The tease is that AB InBev has huge international distribution to assist innovative companies that have business agility but lack the access to markets.  What they omit to point out is that the great international distribution is designed to ship massive volume products.  It is not designed to shift a couple of pallets of something brilliant to somewhere that wants to try it.

It is hard to know what to make of the disruptor-in-chief’s comments but they include that ZX Ventures on behalf of ABI is:

  • Not limited to beer: as AB InBev will not be if as expected they take over or merge with Coca Cola in few years’ time. Or it could refer to the belief of senior people in Heineken, for example, that cider – the alcopop with tradition and beer’s biggest spoiler – will save the global brewers.
  • Looking at century-long investment: though when according to some the whole game is to survive the next five years without having to write down the Goodwill part of the company’s valuation.
  • Just trying to bring people together: though to what end is less clear. The image of corralling terrified Dartmoor ponies prior to the annual slaughter for the French horsemeat market comes to mind.

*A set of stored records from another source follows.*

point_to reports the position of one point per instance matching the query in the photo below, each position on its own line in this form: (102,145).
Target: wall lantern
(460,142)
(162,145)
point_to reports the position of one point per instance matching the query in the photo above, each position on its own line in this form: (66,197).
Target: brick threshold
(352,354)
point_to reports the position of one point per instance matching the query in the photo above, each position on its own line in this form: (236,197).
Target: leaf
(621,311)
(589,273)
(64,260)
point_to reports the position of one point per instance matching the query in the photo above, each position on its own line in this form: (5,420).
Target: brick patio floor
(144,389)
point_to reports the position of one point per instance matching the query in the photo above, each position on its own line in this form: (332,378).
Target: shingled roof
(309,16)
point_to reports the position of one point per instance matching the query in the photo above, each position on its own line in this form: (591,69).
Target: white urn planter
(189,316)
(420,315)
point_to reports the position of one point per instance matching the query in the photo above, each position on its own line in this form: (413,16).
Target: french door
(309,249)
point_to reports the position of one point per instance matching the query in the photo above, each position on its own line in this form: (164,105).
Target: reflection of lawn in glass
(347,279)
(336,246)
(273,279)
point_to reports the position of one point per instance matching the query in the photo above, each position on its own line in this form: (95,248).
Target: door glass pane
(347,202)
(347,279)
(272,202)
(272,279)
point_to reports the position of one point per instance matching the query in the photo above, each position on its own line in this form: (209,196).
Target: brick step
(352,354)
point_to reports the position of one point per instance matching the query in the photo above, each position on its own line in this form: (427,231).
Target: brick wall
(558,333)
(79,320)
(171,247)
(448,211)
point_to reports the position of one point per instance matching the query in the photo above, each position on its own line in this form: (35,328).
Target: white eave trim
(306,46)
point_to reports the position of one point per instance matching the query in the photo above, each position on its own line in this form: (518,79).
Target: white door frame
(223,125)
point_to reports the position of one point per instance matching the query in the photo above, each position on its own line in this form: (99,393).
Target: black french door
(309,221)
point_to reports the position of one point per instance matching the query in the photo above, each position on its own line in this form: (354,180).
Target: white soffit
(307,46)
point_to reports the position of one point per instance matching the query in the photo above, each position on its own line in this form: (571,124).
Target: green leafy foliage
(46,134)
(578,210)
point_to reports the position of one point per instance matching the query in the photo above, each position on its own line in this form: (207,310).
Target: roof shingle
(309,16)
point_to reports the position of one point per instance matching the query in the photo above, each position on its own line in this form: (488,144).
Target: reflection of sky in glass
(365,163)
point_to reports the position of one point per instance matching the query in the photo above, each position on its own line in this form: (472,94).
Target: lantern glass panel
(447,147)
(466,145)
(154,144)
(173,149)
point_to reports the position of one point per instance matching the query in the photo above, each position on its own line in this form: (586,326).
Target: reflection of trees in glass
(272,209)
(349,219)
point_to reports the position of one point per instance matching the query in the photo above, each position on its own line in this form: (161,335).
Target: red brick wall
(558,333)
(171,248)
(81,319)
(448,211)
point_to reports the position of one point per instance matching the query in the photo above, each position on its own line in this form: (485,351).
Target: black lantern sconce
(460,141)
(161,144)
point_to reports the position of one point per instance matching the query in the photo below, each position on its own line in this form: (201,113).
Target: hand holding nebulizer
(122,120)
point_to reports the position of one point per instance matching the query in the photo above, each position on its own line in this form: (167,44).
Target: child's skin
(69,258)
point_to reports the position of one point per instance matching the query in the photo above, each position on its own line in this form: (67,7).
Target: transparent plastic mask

On the Ratebeer stake, Earp is clear that they were “just trying to help” Ratebeer founder and erstwhile international beer hero Joe Tucker, who needed resources to expand internationally, so how could they refuse?  It is not clear how that makes them money.

On why the Ratebeer investment took six months to be revealed, the response was scarier.  Earp is quoted as saying, “…. with some of the companies where we make minority investments, it’s up to the company to decide whether they want [to disclose] who the shareholders are.  Some we can’t talk about.”

Knowledgeable and concerned beer consumers are unlikely to have a major problem with disrupting traditional markets.

It is just that the sort of disruption they might have in mind would be reversing the assumption that a small number of incomprehensibly rich families can stack up stagnant fortunes pointlessly through the marketing of overhyped dull beers at a massive mark-up, just because it is quite easy to get people to swing along with the adverts.